Survivor visits Auschwitz

‘I survived, so I am the victor’

Sydney Shoah survivor Yvonne Engelman returned to the very site where she lost her family, and almost her own life, as the world marked 75 years since the liberation of Auschwitz.

Yvonne Engelman, pictured with her son Michael, holds a candle during a
havdalah service in Krakow last week.
Yvonne Engelman, pictured with her son Michael, holds a candle during a havdalah service in Krakow last week.

“I HAVE no graves to go to and I know my parents were murdered here and burned. So this is how I pay homage to them.”

Seventy-five years after Auschwitz was liberated, 92-year-old Shoah survivor Yvonne Engelman returned on Monday to the very site where she lost her family, and almost her own life.

“It was very emotional,” Engelman told The AJN from Poland this week, after attending an official ceremony marking the anniversary and International Holocaust Remembrance Day.

Yvonne Engelman and her family at Auschwitz.

She said it was particularly difficult during Kaddish as she was “thinking of my parents who did not survive”. 

“Today, standing here, after all the years, it’s very painful but I have survived, I’m here, I was able to make the journey, I am surrounded by my children, grandchildren and the spouses of my children so I am the victor,” Engelman said.

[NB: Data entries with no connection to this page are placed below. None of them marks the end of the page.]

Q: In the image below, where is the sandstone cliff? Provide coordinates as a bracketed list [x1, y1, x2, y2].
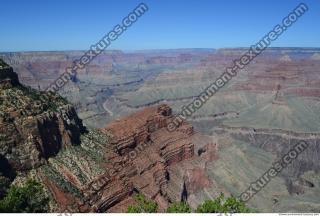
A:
[38, 104, 210, 212]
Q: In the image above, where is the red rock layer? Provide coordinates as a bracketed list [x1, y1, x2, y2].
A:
[97, 104, 195, 211]
[43, 104, 203, 212]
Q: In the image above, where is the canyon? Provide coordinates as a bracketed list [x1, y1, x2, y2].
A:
[1, 47, 320, 212]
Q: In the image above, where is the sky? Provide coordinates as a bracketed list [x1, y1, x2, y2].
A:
[0, 0, 319, 52]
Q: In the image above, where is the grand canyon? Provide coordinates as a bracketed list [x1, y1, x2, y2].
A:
[0, 47, 320, 212]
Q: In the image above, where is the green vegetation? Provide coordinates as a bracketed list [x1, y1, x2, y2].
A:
[127, 194, 158, 213]
[0, 176, 10, 199]
[42, 166, 82, 199]
[196, 193, 250, 213]
[0, 83, 70, 119]
[16, 85, 68, 112]
[127, 193, 250, 213]
[0, 180, 49, 213]
[80, 130, 110, 162]
[167, 202, 192, 213]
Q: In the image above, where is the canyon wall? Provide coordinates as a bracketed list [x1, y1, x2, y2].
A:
[40, 104, 211, 212]
[0, 66, 86, 172]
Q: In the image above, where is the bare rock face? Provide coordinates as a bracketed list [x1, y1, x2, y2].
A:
[0, 65, 86, 172]
[103, 105, 174, 152]
[40, 104, 205, 212]
[92, 104, 195, 212]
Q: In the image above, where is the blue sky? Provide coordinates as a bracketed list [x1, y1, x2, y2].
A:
[0, 0, 319, 51]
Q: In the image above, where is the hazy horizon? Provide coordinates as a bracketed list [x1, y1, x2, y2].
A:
[1, 47, 320, 53]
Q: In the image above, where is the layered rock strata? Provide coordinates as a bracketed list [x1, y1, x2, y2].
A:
[41, 104, 201, 212]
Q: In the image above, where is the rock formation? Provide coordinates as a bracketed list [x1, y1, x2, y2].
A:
[40, 104, 199, 212]
[0, 64, 86, 172]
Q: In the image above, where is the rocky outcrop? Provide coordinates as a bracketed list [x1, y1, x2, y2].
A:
[93, 105, 195, 211]
[0, 65, 86, 172]
[40, 104, 205, 212]
[103, 104, 186, 152]
[0, 67, 19, 87]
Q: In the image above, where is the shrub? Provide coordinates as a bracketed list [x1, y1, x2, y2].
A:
[127, 193, 158, 213]
[128, 193, 250, 213]
[221, 194, 250, 213]
[0, 176, 10, 199]
[196, 194, 224, 213]
[196, 193, 250, 213]
[0, 180, 49, 213]
[167, 202, 191, 213]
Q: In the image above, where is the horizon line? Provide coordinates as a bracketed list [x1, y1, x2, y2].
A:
[1, 47, 320, 53]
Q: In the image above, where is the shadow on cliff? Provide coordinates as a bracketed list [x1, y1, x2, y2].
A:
[0, 154, 16, 180]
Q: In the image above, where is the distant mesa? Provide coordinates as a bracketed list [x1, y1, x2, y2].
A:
[311, 53, 320, 60]
[279, 54, 292, 62]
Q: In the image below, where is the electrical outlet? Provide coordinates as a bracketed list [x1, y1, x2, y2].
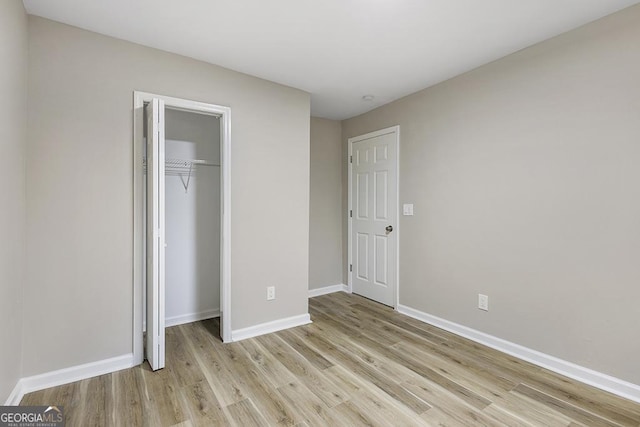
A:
[478, 294, 489, 311]
[267, 286, 276, 301]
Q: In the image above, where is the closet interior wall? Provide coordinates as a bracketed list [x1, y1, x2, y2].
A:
[164, 108, 221, 326]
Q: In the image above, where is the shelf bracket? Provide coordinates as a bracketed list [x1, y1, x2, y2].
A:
[181, 162, 194, 193]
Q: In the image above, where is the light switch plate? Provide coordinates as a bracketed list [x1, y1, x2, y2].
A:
[403, 204, 414, 216]
[478, 294, 489, 311]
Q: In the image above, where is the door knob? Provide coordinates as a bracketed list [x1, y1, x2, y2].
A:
[386, 225, 393, 232]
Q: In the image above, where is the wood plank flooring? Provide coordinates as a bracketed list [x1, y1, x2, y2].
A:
[21, 292, 640, 426]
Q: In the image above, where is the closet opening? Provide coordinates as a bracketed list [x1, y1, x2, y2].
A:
[163, 109, 220, 333]
[133, 92, 232, 370]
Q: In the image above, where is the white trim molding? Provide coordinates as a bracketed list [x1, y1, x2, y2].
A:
[4, 354, 135, 406]
[397, 304, 640, 404]
[308, 284, 349, 298]
[231, 314, 311, 342]
[5, 381, 24, 406]
[166, 308, 220, 328]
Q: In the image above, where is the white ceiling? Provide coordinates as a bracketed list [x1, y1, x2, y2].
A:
[23, 0, 640, 120]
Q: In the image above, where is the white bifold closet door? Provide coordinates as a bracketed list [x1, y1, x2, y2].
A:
[146, 98, 166, 371]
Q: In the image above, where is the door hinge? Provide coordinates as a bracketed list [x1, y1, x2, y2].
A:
[350, 155, 353, 164]
[350, 264, 353, 272]
[350, 210, 352, 218]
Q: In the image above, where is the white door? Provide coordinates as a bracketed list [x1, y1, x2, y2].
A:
[350, 128, 398, 306]
[146, 98, 166, 370]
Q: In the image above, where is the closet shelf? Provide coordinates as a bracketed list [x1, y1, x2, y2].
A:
[143, 157, 219, 193]
[143, 157, 220, 174]
[164, 158, 219, 175]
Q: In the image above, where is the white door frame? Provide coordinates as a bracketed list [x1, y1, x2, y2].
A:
[133, 91, 232, 365]
[347, 125, 400, 309]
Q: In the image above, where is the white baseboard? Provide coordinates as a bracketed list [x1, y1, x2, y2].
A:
[4, 353, 135, 406]
[5, 380, 24, 406]
[397, 304, 640, 404]
[309, 284, 348, 298]
[231, 314, 312, 342]
[166, 308, 220, 328]
[144, 308, 221, 331]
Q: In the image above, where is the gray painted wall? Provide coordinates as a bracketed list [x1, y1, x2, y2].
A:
[309, 118, 343, 290]
[0, 0, 27, 403]
[24, 17, 310, 377]
[342, 5, 640, 385]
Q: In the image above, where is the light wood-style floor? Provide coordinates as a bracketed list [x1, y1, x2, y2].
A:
[22, 292, 640, 426]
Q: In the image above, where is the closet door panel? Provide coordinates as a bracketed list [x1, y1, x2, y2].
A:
[146, 98, 166, 371]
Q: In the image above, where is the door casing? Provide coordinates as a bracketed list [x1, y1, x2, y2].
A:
[133, 91, 232, 366]
[347, 125, 400, 309]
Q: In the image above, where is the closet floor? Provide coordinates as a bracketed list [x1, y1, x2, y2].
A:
[21, 292, 640, 426]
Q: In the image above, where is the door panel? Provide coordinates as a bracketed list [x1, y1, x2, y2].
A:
[146, 98, 166, 371]
[356, 173, 369, 219]
[374, 235, 388, 285]
[351, 130, 397, 306]
[356, 233, 369, 281]
[374, 171, 388, 220]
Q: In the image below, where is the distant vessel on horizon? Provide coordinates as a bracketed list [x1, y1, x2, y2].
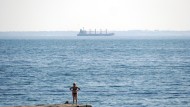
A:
[77, 28, 114, 36]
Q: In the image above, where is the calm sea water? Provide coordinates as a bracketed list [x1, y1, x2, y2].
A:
[0, 39, 190, 107]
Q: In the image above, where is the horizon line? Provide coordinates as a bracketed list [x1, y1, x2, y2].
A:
[1, 30, 190, 32]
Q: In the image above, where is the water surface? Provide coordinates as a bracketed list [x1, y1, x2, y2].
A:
[0, 39, 190, 107]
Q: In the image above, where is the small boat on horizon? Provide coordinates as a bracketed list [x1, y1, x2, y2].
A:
[77, 28, 114, 36]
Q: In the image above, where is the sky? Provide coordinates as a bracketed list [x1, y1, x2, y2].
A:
[0, 0, 190, 31]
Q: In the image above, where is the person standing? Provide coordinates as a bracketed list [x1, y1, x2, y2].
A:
[70, 83, 80, 104]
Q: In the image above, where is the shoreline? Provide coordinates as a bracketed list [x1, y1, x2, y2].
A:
[3, 104, 92, 107]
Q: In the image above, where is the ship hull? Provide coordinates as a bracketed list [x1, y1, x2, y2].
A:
[77, 33, 114, 36]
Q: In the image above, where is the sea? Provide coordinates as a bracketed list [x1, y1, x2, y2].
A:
[0, 36, 190, 107]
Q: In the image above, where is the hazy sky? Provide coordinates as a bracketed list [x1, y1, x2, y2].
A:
[0, 0, 190, 31]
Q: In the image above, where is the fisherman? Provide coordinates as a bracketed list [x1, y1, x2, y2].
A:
[70, 82, 80, 104]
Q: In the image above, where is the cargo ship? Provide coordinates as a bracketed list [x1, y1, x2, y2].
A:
[77, 28, 114, 36]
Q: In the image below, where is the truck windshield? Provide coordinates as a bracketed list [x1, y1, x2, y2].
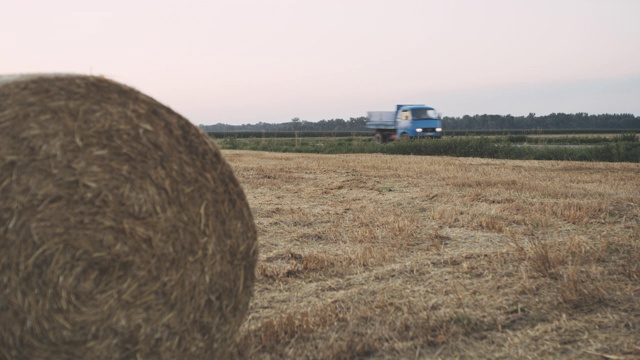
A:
[411, 108, 438, 120]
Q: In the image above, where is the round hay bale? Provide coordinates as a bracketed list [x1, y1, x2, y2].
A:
[0, 75, 258, 359]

Recalling the horrors of the camp, Engelman said, “We could hear children coughing, crying, choking from the gas and also the smelling of the human flesh and the great fear, what we experienced, is that maybe you will be the next victim.”

Aged just 15, Engelman narrowly escaped death when a gas chamber she was sent to malfunctioned.

Yvonne Engelman speaks to media.

“The gas didn’t work … How can you explain that? You can’t. I was meant to survive, maybe it’s a miracle but I did survive and I am here.”

Asked by The AJN if the world had learned the lessons of the Holocaust, Engelman replied, “Not really. But hopefully with all this coverage and our youth taking up the challenge, we might have a chance.”

Her message to future generations is “not to be bystanders”.

“If they see something is not right, stand up and voice their opinion and never, never hate.”

Engelman was joined at the commemoration by Australian Senate president Scott Ryan and Australia’s ambassador to Poland Lloyd Brodrick, together with Executive Council of Australian Jewry deputy president Robert Goot and other Australian delegates.

ECAJ deputy president Robert Goot with Ukrainian President Volodymyr Zelensky at Monday’s commemoration.

Reflecting on the “very humbling” event, Goot told The AJN he was overwhelmed by the strength and resilience of survivors.

“You’re looking at a group of people, the likes of which we are unlikely if ever to encounter again because they have climbed out of an abyss, they have made lives for themselves, they have continued with life with optimism, with courage, with great determination and with humanity,” Goot said.

“It’s absolutely striking how all the [survivors] I spoke to manifested those characteristics.”

He recalled how at a dinner prior to the commemoration, a survivor was called up to the stage together with their family “and there were 40 people there”.

“You realised just what it was that the Jewish community missed out on by being deprived of six million … the sheer size of what one survivor could contribute to Jewish continuity.”

Goot echoed the sentiments of World Jewish Congress president Ronald Lauder, who warned “we will never eradicate antisemitism”.

“You can never completely eradicate an irrational hatred that has existed for over 2000 years,” Goot said.

“You can try and modify it, you can legislate against it, you can try and prevent it manifesting itself on social media, but you will never eradicate it. There will always be obstacles and it will transmute and transform into different manifestations.

“That’s not to say that we give up. On the contrary, we double our efforts.”